“Whilst there are no express errors in the sentencing remarks of [Magistrate Matthews], it is difficult to understand, with the greatest respect to the learned magistrate, how a sentence of immediate imprisonment could have been reached,” she said.
“In my view, while I do not consider that a pecuniary penalty was open given the seriousness of the appellant’s conduct, options other than immediate imprisonment, including a suspended sentence or partially suspended sentence, were clearly both open and appropriate in all of the circumstances.

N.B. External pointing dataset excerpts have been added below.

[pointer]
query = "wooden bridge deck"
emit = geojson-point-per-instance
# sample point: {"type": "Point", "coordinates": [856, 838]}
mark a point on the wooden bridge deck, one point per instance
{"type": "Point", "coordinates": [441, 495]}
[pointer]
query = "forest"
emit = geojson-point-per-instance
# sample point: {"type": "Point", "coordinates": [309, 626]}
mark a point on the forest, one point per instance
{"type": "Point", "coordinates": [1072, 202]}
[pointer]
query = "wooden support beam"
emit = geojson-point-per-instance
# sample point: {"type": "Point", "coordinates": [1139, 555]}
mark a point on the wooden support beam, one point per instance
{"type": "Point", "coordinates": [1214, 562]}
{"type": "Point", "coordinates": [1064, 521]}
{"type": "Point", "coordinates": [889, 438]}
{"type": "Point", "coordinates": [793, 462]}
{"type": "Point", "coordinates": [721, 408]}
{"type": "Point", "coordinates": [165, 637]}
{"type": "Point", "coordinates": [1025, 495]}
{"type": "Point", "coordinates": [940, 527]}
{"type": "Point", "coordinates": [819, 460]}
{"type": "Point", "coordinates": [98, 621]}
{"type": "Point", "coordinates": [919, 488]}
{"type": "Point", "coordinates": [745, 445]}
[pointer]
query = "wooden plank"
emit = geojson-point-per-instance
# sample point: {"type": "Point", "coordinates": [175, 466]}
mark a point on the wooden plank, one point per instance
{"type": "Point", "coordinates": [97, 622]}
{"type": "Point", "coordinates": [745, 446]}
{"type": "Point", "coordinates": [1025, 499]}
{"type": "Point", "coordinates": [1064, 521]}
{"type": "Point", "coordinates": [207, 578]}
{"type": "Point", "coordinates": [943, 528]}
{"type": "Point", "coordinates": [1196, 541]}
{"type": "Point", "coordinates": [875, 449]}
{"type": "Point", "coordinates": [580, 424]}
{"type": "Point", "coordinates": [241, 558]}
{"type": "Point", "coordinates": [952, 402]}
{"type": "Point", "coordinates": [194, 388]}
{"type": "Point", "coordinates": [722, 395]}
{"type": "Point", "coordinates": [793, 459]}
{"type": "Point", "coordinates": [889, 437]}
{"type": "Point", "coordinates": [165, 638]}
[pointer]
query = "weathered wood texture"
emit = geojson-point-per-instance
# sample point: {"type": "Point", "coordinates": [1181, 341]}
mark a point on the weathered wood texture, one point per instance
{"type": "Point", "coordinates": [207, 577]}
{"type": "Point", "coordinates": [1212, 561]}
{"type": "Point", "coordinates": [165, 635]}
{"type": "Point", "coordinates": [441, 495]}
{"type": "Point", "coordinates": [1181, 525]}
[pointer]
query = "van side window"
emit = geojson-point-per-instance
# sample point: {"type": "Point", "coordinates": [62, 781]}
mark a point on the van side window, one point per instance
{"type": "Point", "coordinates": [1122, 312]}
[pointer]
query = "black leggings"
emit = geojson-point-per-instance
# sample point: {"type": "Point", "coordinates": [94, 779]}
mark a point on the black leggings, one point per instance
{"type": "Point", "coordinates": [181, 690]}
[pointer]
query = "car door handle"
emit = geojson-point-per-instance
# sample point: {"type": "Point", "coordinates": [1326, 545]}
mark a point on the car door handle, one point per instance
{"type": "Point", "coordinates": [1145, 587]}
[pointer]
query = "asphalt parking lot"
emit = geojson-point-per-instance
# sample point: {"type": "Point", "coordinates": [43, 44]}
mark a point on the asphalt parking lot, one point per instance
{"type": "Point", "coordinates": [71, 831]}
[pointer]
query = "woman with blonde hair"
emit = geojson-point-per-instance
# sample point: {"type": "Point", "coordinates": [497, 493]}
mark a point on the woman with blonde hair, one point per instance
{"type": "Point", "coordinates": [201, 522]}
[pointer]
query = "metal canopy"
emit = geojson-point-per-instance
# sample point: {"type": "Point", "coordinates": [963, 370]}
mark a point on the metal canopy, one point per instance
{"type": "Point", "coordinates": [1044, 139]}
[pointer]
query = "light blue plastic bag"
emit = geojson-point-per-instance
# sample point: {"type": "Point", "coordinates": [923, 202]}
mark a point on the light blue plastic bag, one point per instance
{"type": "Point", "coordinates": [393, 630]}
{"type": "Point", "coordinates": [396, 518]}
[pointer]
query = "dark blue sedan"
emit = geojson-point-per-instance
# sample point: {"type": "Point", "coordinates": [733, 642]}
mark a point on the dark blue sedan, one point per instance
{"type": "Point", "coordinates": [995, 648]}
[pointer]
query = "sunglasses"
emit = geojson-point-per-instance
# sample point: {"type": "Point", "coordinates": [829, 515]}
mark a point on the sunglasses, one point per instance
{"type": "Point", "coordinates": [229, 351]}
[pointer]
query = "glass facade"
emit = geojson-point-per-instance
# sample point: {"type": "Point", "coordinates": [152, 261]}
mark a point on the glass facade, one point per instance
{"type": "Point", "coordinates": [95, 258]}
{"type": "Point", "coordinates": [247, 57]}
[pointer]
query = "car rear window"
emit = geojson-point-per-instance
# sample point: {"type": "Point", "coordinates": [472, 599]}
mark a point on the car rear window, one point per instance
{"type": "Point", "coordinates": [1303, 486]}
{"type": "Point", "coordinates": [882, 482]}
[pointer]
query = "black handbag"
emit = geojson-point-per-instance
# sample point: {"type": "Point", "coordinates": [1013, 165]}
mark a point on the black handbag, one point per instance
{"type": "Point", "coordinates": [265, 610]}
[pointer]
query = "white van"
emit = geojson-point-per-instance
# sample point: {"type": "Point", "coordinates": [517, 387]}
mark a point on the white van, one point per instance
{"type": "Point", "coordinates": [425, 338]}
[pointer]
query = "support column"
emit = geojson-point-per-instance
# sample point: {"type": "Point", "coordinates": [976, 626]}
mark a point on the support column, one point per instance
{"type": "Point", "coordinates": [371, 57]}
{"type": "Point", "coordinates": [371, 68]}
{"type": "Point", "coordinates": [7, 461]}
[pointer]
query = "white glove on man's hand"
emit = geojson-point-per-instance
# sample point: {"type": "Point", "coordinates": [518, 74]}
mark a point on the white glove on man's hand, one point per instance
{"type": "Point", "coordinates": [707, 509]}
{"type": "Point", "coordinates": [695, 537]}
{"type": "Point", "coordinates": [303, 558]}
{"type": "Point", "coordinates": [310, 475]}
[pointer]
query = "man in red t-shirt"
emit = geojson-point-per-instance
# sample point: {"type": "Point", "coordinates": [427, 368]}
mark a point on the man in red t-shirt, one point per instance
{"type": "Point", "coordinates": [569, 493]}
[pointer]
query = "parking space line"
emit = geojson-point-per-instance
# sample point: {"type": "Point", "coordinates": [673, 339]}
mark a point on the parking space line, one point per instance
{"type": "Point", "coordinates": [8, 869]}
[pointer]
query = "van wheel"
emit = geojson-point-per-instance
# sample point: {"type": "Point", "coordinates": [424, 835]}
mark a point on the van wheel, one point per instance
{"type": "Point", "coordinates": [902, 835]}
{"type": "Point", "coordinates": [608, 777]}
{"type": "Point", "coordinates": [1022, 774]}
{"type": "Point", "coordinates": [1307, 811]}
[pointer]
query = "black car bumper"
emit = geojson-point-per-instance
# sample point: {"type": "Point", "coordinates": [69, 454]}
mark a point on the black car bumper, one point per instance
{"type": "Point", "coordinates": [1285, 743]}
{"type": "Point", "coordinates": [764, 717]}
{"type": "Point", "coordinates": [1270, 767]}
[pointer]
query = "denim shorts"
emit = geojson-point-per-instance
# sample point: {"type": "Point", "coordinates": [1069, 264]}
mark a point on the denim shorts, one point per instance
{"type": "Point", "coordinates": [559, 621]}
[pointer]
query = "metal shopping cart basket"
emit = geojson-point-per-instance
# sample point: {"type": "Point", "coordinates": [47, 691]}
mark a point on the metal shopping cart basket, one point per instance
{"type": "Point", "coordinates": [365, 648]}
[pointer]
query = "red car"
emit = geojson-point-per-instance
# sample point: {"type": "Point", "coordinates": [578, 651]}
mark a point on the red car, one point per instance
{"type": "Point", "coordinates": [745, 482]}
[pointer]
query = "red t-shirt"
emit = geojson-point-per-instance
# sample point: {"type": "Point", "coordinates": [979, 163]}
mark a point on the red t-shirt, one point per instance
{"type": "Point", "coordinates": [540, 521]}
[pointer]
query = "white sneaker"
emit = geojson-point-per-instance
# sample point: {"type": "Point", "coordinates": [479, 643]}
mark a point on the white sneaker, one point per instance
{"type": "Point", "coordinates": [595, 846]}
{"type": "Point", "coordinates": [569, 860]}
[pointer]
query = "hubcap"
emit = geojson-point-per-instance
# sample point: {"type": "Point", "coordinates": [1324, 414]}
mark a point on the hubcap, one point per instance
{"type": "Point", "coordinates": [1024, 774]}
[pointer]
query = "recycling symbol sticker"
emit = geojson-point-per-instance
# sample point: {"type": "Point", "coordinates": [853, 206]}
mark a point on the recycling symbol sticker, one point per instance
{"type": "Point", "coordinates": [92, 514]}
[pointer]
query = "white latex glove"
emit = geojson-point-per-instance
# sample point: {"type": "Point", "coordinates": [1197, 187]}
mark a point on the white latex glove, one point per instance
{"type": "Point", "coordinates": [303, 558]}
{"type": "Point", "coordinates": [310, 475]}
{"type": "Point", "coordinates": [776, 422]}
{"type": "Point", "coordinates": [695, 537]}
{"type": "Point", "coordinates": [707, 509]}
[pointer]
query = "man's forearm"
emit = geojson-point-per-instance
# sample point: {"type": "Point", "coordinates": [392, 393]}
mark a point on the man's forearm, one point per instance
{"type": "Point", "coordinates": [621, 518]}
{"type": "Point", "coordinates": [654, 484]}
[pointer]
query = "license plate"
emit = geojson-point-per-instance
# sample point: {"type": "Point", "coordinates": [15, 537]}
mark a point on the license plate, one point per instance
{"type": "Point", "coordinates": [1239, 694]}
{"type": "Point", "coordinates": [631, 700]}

“In those circumstances, I consider a sentence of immediate imprisonment of 6 months and 1 day should not have been imposed.”
Vander Sanden snuck into WA in early August after hitching a ride with a truck driver she met at a Mildura roadhouse.
She hid in a car inside the truck as it passed through the border checkpoint, and was then dropped at a petrol station to be collected by a friend.
She then “shacked up” with the friend at his Scarborough unit and ignored police’s attempts to contact her to establish her whereabouts after she failed to arrive in Perth by plane on August 11, as expected.
Her lawyers argued she should have received a fine while state prosecutors pushed for jail time.
The maximum penalty for failing to comply with a direction under the Emergency Management Act is a $50,000 fine or 12 months imprisonment.
Vander Sanden spent three weeks at Bandyup Women’s Prison prior to her appeal.
More than 100 West Australians have been charged with the offence, with most already dealt with through the courts receiving a fine.